Pirates Pose Threat to Cruises in Gulf of Aden
The Nautica, a luxury American cruise ship with 684 passengers Nautica was sailing from Italy to the Far East in the Gulf of Aden between Somalia and Yemen when it was attacked on Monday night by pirates in two small boats. They had an AK-47 and fired about several shots, but managed to miss everything.
A Danish navy spokesman for a multinational counter-piracy task force operating in the area said the Nautica captain ordered all passengers under cover inside the ship. The captain of M/S Nautica gunned the engine and sped away a spokesman for the company said Tuesday. It would have a disaster had the pirates managed to seize the vessel, Lieutenant Commander Lynge said.
NATO foreign ministers groped for solutions at a meeting in Brussels and the United Nations extended an international piracy-fighting mandate for another year. The potential for massive ransom payments from the families of hundreds of rich tourists on a pleasure cruise may encourage similar attempts, especially following the successful capture in recent weeks of a Ukrainian cargo ship laden with tanks and a Saudi oil tanker.
Some of the world’s leading cruise companies said Tuesday they are considering changing their itineraries to avoid going near the coast of Somalia following news of the weekend attack.
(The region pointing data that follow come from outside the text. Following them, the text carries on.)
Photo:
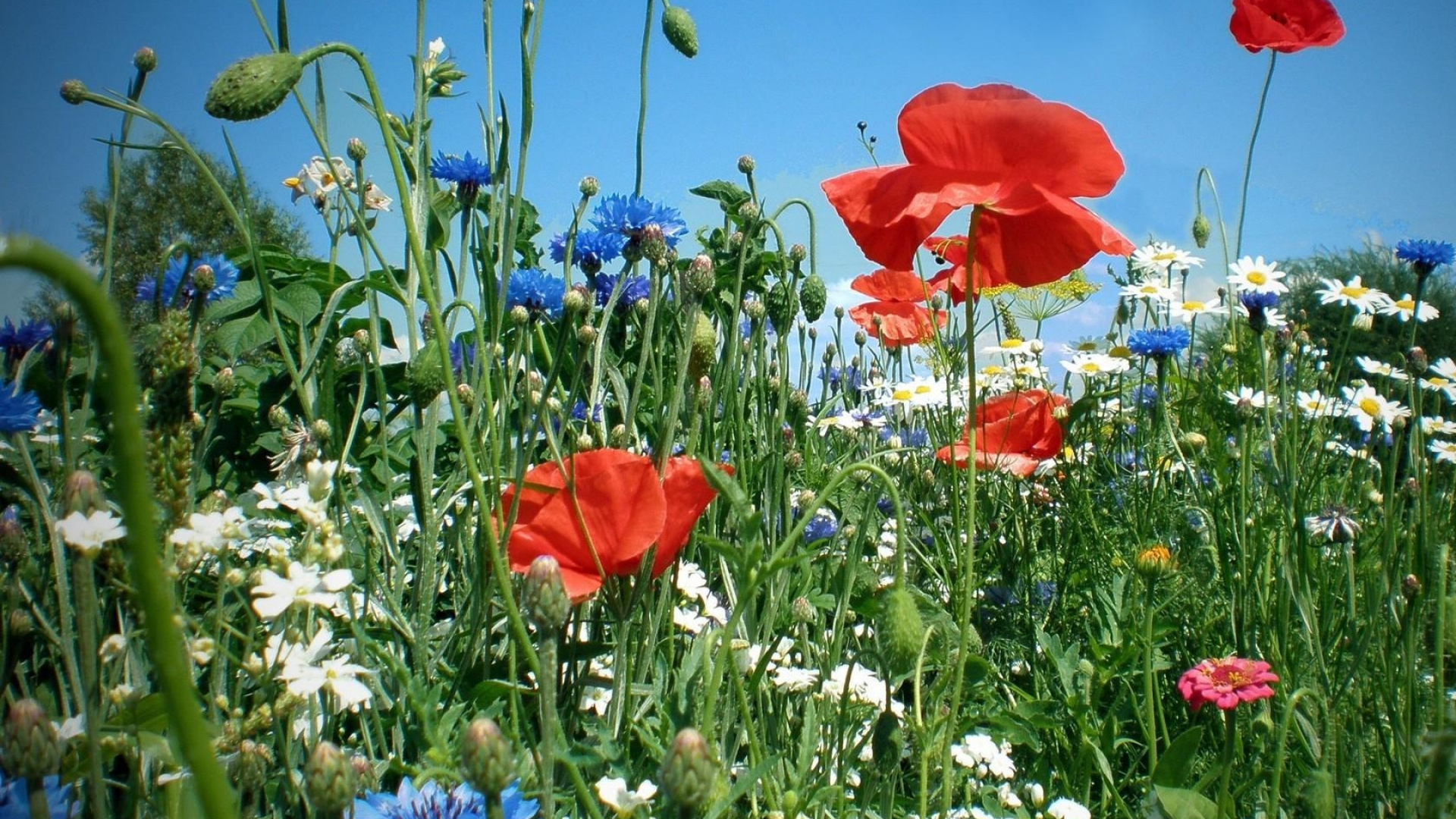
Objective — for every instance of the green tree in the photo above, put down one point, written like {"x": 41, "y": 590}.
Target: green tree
{"x": 1388, "y": 337}
{"x": 165, "y": 200}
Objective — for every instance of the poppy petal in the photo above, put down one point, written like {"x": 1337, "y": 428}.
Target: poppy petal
{"x": 998, "y": 131}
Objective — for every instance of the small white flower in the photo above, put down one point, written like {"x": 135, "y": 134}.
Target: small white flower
{"x": 303, "y": 588}
{"x": 615, "y": 793}
{"x": 88, "y": 532}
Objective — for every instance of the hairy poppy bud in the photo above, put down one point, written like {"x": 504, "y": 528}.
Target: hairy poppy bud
{"x": 680, "y": 30}
{"x": 1200, "y": 231}
{"x": 254, "y": 86}
{"x": 31, "y": 748}
{"x": 73, "y": 93}
{"x": 328, "y": 779}
{"x": 545, "y": 599}
{"x": 485, "y": 758}
{"x": 705, "y": 347}
{"x": 902, "y": 632}
{"x": 689, "y": 771}
{"x": 145, "y": 60}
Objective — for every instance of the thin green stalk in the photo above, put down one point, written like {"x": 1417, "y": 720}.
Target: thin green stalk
{"x": 1248, "y": 158}
{"x": 153, "y": 591}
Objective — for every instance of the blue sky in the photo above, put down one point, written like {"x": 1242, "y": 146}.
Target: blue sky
{"x": 1354, "y": 140}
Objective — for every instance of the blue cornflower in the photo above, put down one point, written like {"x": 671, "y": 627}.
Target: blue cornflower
{"x": 1424, "y": 254}
{"x": 433, "y": 802}
{"x": 19, "y": 410}
{"x": 592, "y": 249}
{"x": 1256, "y": 303}
{"x": 629, "y": 216}
{"x": 224, "y": 279}
{"x": 1159, "y": 341}
{"x": 634, "y": 290}
{"x": 18, "y": 340}
{"x": 535, "y": 290}
{"x": 15, "y": 799}
{"x": 468, "y": 172}
{"x": 462, "y": 356}
{"x": 821, "y": 526}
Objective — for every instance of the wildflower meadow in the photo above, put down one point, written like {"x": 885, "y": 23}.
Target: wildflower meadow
{"x": 465, "y": 518}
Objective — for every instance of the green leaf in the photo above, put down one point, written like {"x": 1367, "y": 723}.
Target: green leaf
{"x": 300, "y": 303}
{"x": 1181, "y": 803}
{"x": 724, "y": 193}
{"x": 1177, "y": 763}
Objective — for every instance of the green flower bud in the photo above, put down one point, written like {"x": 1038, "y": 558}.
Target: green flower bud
{"x": 145, "y": 60}
{"x": 254, "y": 88}
{"x": 31, "y": 748}
{"x": 485, "y": 758}
{"x": 545, "y": 598}
{"x": 1200, "y": 231}
{"x": 680, "y": 30}
{"x": 73, "y": 93}
{"x": 902, "y": 630}
{"x": 689, "y": 771}
{"x": 328, "y": 779}
{"x": 705, "y": 347}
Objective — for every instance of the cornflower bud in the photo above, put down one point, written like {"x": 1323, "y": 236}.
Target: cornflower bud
{"x": 485, "y": 758}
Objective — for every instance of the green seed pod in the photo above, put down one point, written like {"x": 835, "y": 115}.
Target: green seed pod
{"x": 902, "y": 630}
{"x": 689, "y": 771}
{"x": 425, "y": 375}
{"x": 254, "y": 88}
{"x": 485, "y": 758}
{"x": 783, "y": 305}
{"x": 889, "y": 741}
{"x": 328, "y": 779}
{"x": 680, "y": 30}
{"x": 813, "y": 297}
{"x": 31, "y": 748}
{"x": 1316, "y": 799}
{"x": 545, "y": 599}
{"x": 705, "y": 347}
{"x": 1200, "y": 231}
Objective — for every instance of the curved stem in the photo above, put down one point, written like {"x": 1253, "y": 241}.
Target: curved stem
{"x": 1248, "y": 158}
{"x": 153, "y": 591}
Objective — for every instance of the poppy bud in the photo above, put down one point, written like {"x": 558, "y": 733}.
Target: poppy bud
{"x": 680, "y": 30}
{"x": 689, "y": 771}
{"x": 254, "y": 88}
{"x": 545, "y": 598}
{"x": 31, "y": 748}
{"x": 328, "y": 779}
{"x": 73, "y": 93}
{"x": 813, "y": 295}
{"x": 902, "y": 630}
{"x": 145, "y": 60}
{"x": 1200, "y": 231}
{"x": 485, "y": 758}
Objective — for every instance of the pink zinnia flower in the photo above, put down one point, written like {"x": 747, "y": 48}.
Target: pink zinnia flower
{"x": 1226, "y": 682}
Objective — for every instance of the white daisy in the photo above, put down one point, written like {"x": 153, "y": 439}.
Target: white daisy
{"x": 1257, "y": 276}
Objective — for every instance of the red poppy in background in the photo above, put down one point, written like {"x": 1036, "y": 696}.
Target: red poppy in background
{"x": 625, "y": 509}
{"x": 1285, "y": 25}
{"x": 1014, "y": 433}
{"x": 899, "y": 305}
{"x": 999, "y": 148}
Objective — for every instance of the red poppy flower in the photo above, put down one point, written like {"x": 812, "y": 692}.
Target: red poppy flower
{"x": 1014, "y": 433}
{"x": 900, "y": 308}
{"x": 1285, "y": 25}
{"x": 999, "y": 148}
{"x": 618, "y": 512}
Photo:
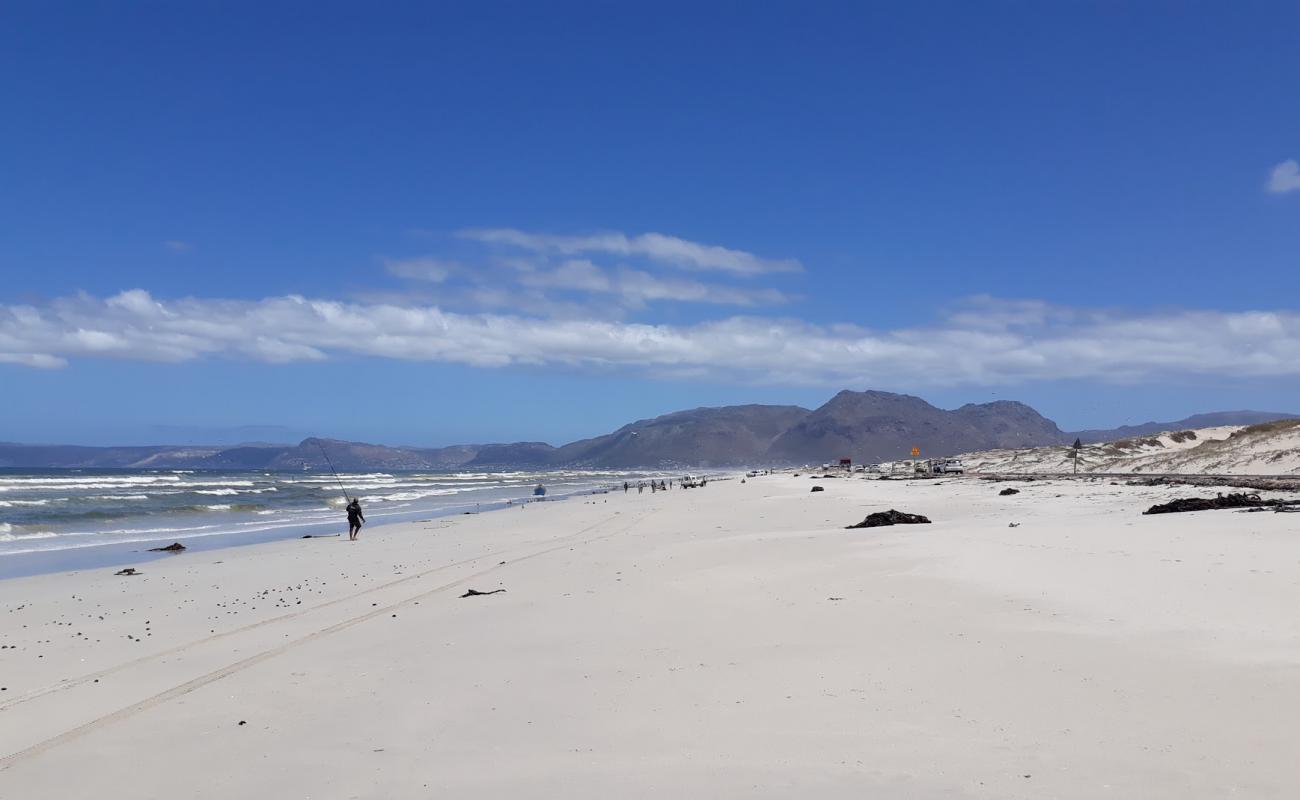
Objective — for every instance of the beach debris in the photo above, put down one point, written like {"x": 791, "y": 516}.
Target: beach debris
{"x": 477, "y": 593}
{"x": 1236, "y": 500}
{"x": 889, "y": 518}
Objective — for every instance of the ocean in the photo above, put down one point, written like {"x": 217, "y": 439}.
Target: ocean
{"x": 60, "y": 510}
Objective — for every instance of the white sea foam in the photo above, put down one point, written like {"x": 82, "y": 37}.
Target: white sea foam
{"x": 7, "y": 533}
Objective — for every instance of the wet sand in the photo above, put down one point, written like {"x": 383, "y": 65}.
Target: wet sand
{"x": 729, "y": 641}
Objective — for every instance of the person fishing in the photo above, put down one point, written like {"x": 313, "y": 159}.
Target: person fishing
{"x": 355, "y": 519}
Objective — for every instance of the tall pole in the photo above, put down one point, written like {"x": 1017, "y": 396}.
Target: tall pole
{"x": 334, "y": 471}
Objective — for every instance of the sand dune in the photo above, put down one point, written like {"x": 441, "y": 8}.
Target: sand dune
{"x": 1265, "y": 449}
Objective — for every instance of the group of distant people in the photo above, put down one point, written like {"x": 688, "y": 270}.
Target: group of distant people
{"x": 355, "y": 518}
{"x": 661, "y": 485}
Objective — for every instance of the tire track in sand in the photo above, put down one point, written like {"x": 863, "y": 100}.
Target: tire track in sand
{"x": 243, "y": 664}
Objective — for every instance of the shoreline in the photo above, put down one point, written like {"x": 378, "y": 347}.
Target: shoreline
{"x": 112, "y": 554}
{"x": 733, "y": 640}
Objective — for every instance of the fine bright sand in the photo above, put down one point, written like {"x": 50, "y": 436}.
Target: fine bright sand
{"x": 728, "y": 641}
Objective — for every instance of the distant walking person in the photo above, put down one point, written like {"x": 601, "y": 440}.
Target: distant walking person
{"x": 355, "y": 519}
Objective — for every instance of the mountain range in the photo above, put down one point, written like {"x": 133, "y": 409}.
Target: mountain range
{"x": 863, "y": 426}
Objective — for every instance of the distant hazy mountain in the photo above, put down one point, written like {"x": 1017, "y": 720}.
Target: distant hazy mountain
{"x": 862, "y": 426}
{"x": 706, "y": 437}
{"x": 59, "y": 457}
{"x": 882, "y": 426}
{"x": 1196, "y": 420}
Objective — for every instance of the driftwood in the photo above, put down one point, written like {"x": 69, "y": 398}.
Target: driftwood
{"x": 889, "y": 518}
{"x": 477, "y": 593}
{"x": 1236, "y": 500}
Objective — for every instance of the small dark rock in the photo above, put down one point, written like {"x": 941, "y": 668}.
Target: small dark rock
{"x": 1236, "y": 500}
{"x": 891, "y": 518}
{"x": 477, "y": 593}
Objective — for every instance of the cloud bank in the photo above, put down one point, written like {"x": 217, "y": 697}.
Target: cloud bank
{"x": 651, "y": 246}
{"x": 983, "y": 341}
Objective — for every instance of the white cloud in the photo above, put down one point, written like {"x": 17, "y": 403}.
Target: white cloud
{"x": 653, "y": 246}
{"x": 636, "y": 288}
{"x": 1047, "y": 344}
{"x": 1286, "y": 177}
{"x": 427, "y": 268}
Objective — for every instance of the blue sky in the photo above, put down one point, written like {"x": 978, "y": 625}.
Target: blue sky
{"x": 442, "y": 223}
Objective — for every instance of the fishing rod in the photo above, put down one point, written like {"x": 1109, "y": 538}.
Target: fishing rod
{"x": 334, "y": 471}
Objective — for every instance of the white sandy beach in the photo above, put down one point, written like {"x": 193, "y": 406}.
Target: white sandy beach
{"x": 731, "y": 641}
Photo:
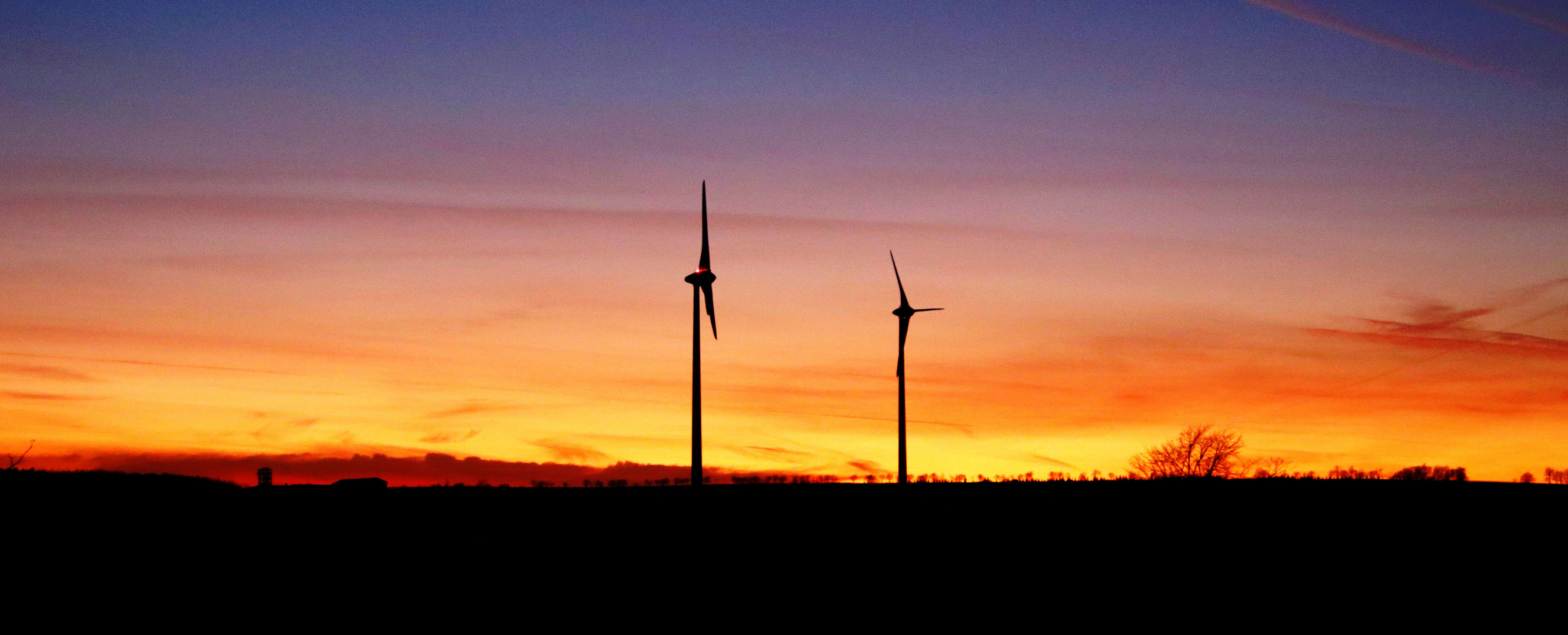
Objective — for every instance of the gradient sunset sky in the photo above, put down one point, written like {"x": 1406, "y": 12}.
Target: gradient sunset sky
{"x": 262, "y": 228}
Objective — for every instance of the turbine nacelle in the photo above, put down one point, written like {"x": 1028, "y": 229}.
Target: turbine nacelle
{"x": 701, "y": 278}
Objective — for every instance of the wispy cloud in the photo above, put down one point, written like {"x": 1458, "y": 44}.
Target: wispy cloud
{"x": 44, "y": 372}
{"x": 564, "y": 450}
{"x": 472, "y": 407}
{"x": 1322, "y": 18}
{"x": 449, "y": 436}
{"x": 44, "y": 397}
{"x": 869, "y": 466}
{"x": 1051, "y": 462}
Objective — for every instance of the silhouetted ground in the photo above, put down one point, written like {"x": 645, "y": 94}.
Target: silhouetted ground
{"x": 1291, "y": 527}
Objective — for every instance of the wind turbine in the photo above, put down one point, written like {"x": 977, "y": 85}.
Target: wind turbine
{"x": 701, "y": 285}
{"x": 904, "y": 313}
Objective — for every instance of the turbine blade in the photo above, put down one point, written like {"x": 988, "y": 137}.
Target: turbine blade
{"x": 703, "y": 262}
{"x": 708, "y": 294}
{"x": 902, "y": 299}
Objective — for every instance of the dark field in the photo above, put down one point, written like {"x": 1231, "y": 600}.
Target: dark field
{"x": 1133, "y": 515}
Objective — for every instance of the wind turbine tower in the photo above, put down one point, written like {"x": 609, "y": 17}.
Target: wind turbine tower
{"x": 904, "y": 313}
{"x": 703, "y": 286}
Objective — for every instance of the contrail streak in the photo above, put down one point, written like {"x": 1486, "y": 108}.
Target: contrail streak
{"x": 1321, "y": 18}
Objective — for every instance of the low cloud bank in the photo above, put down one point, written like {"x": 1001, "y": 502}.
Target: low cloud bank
{"x": 414, "y": 471}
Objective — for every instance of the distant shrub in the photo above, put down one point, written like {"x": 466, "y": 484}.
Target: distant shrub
{"x": 1429, "y": 474}
{"x": 1354, "y": 474}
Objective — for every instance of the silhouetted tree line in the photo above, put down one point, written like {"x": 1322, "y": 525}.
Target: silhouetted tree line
{"x": 1552, "y": 476}
{"x": 1205, "y": 452}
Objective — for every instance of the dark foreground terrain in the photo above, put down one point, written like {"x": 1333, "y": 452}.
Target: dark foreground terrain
{"x": 949, "y": 512}
{"x": 1116, "y": 532}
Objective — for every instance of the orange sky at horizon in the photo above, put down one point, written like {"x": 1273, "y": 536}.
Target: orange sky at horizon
{"x": 242, "y": 325}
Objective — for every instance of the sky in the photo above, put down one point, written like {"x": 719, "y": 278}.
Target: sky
{"x": 308, "y": 233}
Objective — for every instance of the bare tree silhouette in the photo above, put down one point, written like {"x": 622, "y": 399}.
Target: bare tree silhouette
{"x": 1199, "y": 452}
{"x": 18, "y": 460}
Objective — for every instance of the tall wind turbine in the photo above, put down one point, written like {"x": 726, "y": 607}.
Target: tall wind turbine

Cunard’s public relations manager Eric Flounders said the company has two liners, the Queen Mary 2 and Queen Victoria, scheduled to go through the Gulf of Aden sometime in March but that the company “will obviously consider changing the itinerary” should the situation not improve.
And P&O Cruises’ PR Michele Andjel said the company is considering whether to reroute the Arcadia, which is due around the Gulf of Aden sometime in January.